The cross-governmental approach called for in the 2010 SDSR was encouraged by further increasing funding available within the 'Conflict Pool', a resource jointly managed by DFID, the FCO and the MOD. The Conflict Pool provided joint funding for conflict prevention, stabilization and peacekeeping activities in line with joint priorities. In April 2015 the Conflict Pool was superseded by a £1.033 billion Conflict, Stability and Security Fund (CSSF). The CSSF is overseen by the National Security Council and includes a wider range of governmental actors than the previous instrument, such as the Home Office, Intelligence Services and National Crime Agency. It also places an emphasis on particular country and regional strategies and has facilitated the creation of regional boards, chaired by officials from the FCO, with representation from all departments overseen by the National Security Council within the CSSF. The UK Government has since committed that by financial year 2019–2020 funding for this CSSF will increase by £267 million to £1.3 billion. These changes have generated concern among civil society and the wider UK policy community about the impact of aligning development and conflict prevention efforts with the UK's national security objectives in what is referred to by some as the "securitization of development".

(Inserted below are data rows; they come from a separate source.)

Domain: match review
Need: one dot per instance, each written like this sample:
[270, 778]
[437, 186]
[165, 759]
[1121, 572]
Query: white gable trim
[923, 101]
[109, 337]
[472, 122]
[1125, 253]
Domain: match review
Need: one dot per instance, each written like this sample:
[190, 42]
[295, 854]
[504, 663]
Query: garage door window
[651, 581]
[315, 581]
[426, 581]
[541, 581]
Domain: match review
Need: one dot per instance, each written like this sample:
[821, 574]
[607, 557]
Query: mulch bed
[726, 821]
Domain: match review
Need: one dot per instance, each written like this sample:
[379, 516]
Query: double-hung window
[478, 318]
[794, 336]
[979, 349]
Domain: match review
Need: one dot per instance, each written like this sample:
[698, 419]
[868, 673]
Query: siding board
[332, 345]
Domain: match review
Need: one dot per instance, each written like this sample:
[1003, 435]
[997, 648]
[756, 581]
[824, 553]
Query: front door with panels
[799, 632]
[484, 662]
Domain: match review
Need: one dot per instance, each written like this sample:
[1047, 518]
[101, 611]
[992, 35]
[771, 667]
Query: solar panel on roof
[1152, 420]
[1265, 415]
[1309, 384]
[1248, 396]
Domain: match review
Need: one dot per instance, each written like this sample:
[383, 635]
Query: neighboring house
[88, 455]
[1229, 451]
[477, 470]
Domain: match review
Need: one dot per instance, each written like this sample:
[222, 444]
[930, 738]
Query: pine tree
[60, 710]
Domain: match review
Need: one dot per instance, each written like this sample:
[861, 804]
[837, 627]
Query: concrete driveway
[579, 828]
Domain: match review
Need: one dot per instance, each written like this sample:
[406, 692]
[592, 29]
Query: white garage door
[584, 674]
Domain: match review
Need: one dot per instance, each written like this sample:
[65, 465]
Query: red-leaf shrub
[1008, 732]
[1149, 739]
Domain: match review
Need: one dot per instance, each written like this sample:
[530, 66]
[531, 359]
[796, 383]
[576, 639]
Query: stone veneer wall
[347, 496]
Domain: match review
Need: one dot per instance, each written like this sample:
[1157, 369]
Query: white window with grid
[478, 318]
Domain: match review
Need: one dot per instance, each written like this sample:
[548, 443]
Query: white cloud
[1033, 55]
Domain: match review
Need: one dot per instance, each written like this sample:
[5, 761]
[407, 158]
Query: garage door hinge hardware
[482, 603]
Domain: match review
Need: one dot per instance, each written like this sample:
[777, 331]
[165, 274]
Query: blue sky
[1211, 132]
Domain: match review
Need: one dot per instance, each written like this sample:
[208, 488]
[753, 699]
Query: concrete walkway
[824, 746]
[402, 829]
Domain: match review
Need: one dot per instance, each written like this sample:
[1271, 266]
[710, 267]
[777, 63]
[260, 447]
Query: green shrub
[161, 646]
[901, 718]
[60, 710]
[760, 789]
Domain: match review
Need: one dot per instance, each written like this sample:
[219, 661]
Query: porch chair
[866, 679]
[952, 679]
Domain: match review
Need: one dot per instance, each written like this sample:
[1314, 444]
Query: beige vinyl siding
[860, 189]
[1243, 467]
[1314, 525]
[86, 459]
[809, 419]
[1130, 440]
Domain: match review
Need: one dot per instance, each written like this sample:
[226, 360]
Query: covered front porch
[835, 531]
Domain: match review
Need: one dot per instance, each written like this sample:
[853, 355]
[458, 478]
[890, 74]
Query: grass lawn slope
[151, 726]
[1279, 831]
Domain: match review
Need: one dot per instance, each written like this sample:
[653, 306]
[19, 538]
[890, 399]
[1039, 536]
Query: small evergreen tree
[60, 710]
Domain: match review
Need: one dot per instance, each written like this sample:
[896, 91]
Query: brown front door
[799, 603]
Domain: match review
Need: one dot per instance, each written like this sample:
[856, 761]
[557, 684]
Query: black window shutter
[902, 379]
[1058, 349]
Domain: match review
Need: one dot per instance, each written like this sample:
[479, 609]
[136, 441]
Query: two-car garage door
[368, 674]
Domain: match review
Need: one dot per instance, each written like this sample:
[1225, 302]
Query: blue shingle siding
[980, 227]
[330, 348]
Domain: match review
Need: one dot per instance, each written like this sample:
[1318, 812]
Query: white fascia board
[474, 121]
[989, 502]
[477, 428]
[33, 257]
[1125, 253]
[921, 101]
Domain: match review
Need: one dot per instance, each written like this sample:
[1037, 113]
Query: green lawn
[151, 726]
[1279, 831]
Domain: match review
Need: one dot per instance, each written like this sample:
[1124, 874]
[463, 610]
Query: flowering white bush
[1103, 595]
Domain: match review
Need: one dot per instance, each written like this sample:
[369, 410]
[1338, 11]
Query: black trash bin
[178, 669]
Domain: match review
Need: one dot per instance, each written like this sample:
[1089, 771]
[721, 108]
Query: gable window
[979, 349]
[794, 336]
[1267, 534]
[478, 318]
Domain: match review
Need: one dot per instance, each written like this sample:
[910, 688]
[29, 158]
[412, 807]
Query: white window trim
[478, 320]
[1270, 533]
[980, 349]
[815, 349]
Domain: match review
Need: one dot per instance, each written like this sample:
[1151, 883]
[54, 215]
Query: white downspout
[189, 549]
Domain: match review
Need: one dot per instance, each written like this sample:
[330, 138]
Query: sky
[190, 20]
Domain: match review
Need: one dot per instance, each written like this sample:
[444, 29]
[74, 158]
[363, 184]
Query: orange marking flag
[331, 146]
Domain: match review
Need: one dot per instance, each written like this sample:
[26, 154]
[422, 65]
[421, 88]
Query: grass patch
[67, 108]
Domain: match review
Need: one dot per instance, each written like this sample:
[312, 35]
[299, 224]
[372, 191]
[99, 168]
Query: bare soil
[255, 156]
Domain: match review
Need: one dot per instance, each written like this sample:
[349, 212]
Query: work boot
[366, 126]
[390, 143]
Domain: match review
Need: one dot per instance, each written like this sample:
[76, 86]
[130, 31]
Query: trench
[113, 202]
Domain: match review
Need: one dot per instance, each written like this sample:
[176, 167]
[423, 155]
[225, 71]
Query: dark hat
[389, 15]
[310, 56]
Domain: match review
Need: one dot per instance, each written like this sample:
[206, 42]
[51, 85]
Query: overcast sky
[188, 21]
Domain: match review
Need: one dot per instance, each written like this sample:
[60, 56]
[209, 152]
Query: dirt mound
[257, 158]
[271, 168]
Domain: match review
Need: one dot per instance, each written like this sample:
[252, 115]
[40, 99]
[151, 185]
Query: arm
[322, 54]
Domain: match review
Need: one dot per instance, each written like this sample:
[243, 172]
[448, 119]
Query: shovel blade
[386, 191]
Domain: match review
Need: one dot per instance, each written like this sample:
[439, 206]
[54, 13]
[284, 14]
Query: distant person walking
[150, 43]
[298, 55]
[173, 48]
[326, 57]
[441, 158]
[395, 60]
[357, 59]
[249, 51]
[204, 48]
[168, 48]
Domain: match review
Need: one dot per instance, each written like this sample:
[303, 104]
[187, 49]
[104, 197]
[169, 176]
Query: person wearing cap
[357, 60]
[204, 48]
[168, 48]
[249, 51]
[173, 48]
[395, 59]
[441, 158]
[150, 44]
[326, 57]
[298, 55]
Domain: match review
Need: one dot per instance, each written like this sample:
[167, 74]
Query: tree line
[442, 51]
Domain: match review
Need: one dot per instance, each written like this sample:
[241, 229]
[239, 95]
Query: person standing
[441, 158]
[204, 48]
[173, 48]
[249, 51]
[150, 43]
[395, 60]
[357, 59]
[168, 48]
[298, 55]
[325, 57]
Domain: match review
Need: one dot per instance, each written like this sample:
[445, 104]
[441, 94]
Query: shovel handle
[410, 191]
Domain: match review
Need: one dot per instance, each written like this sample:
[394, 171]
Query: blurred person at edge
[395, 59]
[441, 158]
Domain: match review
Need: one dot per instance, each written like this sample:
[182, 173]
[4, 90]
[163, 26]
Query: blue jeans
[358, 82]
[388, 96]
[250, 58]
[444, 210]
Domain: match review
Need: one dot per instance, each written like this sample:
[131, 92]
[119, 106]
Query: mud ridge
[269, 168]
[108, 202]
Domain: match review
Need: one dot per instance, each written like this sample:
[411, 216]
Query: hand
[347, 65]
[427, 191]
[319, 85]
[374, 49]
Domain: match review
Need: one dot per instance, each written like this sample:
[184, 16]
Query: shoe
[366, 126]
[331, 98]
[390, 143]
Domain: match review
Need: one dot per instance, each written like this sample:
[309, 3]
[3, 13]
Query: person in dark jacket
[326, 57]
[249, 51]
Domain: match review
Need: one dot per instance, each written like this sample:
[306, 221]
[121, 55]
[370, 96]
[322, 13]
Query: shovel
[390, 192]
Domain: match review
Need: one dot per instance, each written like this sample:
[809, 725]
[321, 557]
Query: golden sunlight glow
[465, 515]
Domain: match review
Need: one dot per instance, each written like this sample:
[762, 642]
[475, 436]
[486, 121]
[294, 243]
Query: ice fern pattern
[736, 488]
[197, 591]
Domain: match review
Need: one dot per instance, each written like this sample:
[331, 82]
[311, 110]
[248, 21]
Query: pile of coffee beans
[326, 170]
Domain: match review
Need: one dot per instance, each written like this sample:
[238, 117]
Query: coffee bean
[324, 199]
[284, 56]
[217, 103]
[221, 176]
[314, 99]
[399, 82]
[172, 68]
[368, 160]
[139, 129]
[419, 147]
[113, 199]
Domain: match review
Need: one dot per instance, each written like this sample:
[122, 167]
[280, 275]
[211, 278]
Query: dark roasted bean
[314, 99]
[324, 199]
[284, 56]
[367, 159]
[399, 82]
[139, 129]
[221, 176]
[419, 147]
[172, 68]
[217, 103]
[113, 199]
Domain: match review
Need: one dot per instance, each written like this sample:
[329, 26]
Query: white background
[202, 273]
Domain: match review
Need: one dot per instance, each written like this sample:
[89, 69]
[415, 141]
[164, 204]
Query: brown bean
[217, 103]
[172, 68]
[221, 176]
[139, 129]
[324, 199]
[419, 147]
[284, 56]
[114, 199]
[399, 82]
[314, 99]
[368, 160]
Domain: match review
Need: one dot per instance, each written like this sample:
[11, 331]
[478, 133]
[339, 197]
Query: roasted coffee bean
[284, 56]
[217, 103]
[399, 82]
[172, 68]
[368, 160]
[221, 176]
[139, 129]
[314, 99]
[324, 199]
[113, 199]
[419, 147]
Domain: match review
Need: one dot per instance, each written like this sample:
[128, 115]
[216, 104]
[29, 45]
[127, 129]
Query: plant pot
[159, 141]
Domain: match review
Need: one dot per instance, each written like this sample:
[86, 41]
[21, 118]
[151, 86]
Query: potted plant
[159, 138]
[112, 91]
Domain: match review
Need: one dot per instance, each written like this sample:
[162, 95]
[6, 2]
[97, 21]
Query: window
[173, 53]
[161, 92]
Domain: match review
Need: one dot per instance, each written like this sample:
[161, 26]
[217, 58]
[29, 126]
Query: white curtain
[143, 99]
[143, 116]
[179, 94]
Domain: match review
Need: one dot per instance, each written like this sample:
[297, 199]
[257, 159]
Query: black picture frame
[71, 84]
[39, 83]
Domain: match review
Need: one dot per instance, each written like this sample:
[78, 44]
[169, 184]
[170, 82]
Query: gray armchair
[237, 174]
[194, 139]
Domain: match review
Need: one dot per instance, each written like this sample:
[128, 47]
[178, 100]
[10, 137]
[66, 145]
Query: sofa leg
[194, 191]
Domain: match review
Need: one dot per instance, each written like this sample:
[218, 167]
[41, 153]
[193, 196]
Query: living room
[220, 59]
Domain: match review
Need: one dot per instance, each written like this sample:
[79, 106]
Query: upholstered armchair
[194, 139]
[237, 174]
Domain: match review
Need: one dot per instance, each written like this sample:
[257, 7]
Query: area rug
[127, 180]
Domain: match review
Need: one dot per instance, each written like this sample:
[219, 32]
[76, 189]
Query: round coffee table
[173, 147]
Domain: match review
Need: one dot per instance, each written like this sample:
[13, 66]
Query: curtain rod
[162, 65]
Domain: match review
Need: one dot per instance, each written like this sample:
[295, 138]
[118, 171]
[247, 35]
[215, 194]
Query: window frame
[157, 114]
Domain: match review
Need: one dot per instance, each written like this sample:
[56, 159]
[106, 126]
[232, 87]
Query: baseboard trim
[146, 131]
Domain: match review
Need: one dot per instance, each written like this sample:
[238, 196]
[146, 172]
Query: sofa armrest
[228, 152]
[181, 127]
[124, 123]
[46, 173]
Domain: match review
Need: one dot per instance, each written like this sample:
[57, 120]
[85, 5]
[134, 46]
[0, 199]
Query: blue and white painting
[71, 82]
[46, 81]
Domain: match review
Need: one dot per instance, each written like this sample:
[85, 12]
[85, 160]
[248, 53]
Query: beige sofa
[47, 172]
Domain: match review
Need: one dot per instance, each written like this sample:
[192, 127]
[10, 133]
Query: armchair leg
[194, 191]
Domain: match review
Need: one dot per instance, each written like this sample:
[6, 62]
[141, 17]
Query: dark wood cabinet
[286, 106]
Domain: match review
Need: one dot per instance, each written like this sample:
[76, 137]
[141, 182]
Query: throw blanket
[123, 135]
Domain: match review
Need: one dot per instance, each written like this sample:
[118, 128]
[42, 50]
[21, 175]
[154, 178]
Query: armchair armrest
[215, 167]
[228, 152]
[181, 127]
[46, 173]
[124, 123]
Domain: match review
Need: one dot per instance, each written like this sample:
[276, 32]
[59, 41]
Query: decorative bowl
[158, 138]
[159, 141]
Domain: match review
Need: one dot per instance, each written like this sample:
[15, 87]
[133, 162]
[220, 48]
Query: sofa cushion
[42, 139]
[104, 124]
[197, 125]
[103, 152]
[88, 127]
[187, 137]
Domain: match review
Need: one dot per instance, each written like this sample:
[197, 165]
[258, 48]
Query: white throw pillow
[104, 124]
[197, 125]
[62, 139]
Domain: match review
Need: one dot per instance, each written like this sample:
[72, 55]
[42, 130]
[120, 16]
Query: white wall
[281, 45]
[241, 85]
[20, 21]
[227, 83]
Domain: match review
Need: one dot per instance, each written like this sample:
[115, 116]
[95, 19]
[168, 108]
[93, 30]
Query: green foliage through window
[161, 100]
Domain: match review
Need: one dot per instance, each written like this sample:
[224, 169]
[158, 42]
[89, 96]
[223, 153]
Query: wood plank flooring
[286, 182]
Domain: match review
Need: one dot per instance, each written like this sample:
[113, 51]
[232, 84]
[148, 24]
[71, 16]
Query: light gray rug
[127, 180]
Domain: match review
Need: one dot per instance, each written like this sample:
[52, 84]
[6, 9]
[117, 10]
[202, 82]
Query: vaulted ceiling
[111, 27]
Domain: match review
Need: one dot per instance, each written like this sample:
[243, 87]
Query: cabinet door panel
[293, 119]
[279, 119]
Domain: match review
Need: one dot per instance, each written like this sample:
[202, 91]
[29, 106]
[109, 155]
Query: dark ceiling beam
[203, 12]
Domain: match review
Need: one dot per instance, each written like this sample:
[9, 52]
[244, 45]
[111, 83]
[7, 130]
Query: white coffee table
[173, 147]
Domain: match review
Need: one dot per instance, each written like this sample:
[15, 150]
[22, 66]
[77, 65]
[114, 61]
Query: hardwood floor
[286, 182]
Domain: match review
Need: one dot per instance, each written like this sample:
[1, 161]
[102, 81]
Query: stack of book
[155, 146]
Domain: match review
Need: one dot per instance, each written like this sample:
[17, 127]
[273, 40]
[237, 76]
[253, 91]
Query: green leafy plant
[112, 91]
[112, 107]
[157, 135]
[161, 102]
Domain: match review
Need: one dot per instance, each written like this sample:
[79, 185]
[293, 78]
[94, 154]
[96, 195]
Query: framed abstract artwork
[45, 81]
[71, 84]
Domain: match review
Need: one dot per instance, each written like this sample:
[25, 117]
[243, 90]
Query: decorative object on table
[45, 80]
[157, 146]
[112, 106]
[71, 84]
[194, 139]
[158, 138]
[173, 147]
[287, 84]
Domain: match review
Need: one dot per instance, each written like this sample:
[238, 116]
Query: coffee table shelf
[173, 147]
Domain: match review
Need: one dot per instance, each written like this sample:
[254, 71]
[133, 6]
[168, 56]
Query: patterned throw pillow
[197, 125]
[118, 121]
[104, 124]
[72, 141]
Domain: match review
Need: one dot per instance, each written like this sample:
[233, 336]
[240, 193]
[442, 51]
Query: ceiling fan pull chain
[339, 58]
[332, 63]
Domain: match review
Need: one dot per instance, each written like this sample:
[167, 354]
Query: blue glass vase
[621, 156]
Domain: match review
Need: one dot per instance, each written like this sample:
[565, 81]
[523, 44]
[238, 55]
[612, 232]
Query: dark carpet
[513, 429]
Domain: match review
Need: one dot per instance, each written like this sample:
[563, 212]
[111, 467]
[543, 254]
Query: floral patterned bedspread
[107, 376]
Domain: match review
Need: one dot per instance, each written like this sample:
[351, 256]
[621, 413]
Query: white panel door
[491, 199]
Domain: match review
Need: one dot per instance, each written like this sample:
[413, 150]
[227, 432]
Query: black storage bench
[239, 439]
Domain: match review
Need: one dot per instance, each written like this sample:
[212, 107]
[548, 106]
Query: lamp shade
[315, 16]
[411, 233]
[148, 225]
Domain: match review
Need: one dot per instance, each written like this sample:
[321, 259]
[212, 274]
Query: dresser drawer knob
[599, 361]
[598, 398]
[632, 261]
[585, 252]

The future direction of UK conflict prevention policy

On 23 November 2015 the UK Government published an updated National Security Strategy and SDSR. This document builds on themes within its 2010 predecessor. The focus is on '3 Ps' – the UK priorities to "protect our people", "project our global influence" and "promote our prosperity". It highlights the main challenges driving UK security priorities to be: threats posed by terrorism, extremism and instability; state based threats and competition; technological developments and cyber threats; and the erosion of the rules-based international order and resultant difficulties in building consensus to tackle shared challenges. The three key elements of the BSOS – early warning, crisis response and upstream conflict prevention – still feature. The Government has promised to implement a new early warning and early action system across government, and to introduce a £500 million overseas development assistance crisis reserve to encourage a speedier response to crisis. It also emphasizes the need to address the root causes of conflict.

The new commitment to allocate at least 50 per cent of the DFID budget to fragile states alongside the introduction of a new aid strategy suggests that there will be a greater concentration of overseas development assistance in these contexts, which could provide a great boost to the UK's upstream conflict prevention efforts if effectively delivered.

Critics of the new UK policy direction have suggested that the renewed emphasis on UK aid supporting the UK national interest will inevitably de-prioritize longer-term bottom-up approaches focusing on the needs of people most affected by conflict and underdevelopment, in favor of short-term gains in 'stability'.15Others have suggested that the involvement of other government departments alongside DFID in the delivery of UK aid will create unhelpful new dynamics.

However, how the UK Government plans to implement its new strategy has not yet been made clear and it is too early to identify what impact the changes will have on the UK's conflict prevention efforts.